In the mix of very important issues is hospice-related reform. Hospice was put into a bit of a battle because of some abusive practices coming from some new providers in certain parts of the country. We are seeing signs of an emergence of attention to hospice in Congress, regulators and oversight bodies, all these things tie into what you might see as regulatory and legislative action.

But I would really be remiss if I didn’t bring up such things as the PDGM payment model in home health. The great hope is that this administration will do something different than the last administration did with the so-called budget neutrality adjustments, which are deteriorating the ability to actually cover the costs of Medicare home health services.

Those three come to the top of my mind when looking at 2025 from a combination of legislative and regulatory perspectives.

Looking ahead, what gives you the most optimism about the future of home-based care?
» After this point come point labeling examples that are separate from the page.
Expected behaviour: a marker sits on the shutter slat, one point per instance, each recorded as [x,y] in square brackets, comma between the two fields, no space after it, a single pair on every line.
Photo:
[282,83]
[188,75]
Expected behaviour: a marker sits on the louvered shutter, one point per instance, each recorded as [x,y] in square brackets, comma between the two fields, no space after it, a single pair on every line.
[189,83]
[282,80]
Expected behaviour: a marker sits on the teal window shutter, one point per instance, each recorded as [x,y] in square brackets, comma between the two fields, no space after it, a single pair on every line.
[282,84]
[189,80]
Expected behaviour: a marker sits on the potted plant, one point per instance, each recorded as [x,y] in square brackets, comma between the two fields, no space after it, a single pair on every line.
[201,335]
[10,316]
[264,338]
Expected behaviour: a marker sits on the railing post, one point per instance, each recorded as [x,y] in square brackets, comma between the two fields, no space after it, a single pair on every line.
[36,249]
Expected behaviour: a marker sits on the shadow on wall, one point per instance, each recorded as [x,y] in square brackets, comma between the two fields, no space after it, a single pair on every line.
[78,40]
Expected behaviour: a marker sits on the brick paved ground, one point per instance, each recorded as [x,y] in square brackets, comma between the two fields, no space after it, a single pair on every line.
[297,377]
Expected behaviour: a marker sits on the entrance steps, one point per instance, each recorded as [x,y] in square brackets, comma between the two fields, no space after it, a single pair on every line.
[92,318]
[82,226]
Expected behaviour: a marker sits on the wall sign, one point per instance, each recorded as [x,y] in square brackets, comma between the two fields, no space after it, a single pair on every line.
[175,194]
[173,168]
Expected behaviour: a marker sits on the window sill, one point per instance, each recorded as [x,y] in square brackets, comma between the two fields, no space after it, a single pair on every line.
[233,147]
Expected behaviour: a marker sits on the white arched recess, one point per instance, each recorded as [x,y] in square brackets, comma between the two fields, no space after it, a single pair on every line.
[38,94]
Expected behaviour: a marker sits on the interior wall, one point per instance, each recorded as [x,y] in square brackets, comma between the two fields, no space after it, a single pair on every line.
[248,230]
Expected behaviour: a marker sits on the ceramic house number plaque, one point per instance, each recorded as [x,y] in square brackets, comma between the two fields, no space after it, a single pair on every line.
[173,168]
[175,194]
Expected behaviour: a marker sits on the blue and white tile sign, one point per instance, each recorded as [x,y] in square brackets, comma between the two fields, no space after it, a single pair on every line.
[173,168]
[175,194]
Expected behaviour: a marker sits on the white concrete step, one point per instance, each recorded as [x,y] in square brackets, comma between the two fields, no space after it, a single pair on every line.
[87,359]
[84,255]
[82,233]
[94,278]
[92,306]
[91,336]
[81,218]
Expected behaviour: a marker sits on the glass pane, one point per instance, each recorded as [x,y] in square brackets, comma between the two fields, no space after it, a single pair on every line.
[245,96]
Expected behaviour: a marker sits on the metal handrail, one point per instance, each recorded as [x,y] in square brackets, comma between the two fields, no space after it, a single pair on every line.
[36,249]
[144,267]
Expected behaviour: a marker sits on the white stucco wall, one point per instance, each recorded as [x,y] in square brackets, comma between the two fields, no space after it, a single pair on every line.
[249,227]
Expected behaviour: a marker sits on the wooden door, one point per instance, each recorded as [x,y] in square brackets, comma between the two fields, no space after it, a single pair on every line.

I am not someone who’s been labeled an optimist. I remain very bullish on health care at home’s opportunities and the forecast for what it’s like in the future. Obviously, we have an aging population, but what we really have is the population of health care consumers who want to be engaged and in control of their health care, and that includes choosing the site of their care.

You are absolutely seeing, not just a silver tsunami, but something close to a tsunami of interest in having more and more health care at home, as not just efficient and effective, but also giving that consumer that driver’s seat of health care, which more and more people want. Most people want that, and they want … health care in place for all ages. The pediatric private duty nursing patient, the family wants to be home with that child, and the child wants to be home, everybody from that age on to the centenarians out there.